Preparing to live a comfortable retirement involves more than just saving. It also includes a smart withdrawal strategy.
There are pros and cons to withdrawing money from any of your retirement accounts. That's why, before you make any tax or withdrawal decisions, it's smart to discuss those moves with a trusted tax advisor or investment representative.
Currently-Taxable Investments vs. Tax-Deferred Accounts
Some financial advisors recommend tapping into currently-taxable investments (such as shares of stock, mutual funds, money market accounts, and Certificates of Deposit) before withdrawing from tax-advantaged savings, such as IRAs or annuities. This strategy gives your tax-deferred savings additional time for potential growth.
Withdrawing from currently-taxable investments will likely have federal income tax consequences. But the income may be taxed at more favorable long term capital gain tax rates, rather than at ordinary income tax rates.

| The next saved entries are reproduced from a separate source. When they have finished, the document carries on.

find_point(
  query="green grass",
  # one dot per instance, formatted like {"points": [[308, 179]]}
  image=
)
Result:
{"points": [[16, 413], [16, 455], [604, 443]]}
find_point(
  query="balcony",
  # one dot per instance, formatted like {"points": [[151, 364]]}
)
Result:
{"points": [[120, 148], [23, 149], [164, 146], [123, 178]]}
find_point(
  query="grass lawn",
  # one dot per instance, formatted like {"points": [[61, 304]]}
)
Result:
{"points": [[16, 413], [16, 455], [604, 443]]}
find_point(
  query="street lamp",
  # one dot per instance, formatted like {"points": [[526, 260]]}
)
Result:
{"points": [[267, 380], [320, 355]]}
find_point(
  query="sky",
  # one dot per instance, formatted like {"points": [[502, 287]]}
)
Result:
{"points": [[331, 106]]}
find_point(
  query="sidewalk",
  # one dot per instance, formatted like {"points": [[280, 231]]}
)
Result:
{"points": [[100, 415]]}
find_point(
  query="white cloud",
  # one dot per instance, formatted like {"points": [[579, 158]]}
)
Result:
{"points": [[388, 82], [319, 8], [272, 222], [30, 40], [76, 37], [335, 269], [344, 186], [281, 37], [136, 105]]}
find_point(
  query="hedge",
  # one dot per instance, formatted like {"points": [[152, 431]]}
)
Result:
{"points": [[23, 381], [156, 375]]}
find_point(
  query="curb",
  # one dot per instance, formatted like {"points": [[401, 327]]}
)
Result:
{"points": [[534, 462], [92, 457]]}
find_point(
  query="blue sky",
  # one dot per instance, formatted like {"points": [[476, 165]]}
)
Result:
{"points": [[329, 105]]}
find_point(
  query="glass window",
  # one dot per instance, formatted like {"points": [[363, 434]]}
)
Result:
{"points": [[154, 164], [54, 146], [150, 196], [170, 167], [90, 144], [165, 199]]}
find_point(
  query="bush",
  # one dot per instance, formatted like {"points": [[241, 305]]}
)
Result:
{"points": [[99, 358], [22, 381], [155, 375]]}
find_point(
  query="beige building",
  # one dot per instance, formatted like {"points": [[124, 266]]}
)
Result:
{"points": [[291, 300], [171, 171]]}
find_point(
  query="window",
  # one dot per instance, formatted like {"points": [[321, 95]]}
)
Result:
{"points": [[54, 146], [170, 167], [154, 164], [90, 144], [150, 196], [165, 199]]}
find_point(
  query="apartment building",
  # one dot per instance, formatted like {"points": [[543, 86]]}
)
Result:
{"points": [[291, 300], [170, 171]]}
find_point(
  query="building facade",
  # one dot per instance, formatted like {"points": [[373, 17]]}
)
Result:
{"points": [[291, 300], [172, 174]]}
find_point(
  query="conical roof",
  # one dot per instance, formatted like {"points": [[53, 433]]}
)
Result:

Pensions & Social Security
Taking pension benefits and/or Social Security benefits early may enable you to postpone tapping tax-deferred accounts. And the longer you wait to withdraw from tax-deferred accounts, the more time your money has to work for you without the financial drag of paying taxes currently on any earnings in these accounts. Furthermore, depending upon your health and family history, taking advantage of these benefits early may be appropriate.
On the flip side, however, you need to determine the taxability of your pension and Social Security benefits (a portion of which may be taxable). Furthermore, electing to take your pension or Social Security benefits early is likely to permanently reduce the periodic benefit you will receive.
The longer you wait to withdraw money from these accounts, the longer they have to potentially grow. In fact, taking distributions too early (before age 59 1/2) will generally result in a 10% tax penalty, in addition to ordinary income tax on the gains.
Note, however, that withdrawals will be subject to tax at ordinary income tax rates, which are generally higher than long term capital gains tax rates from the sale of certain currently-taxable investments such as shares of stock and mutual funds.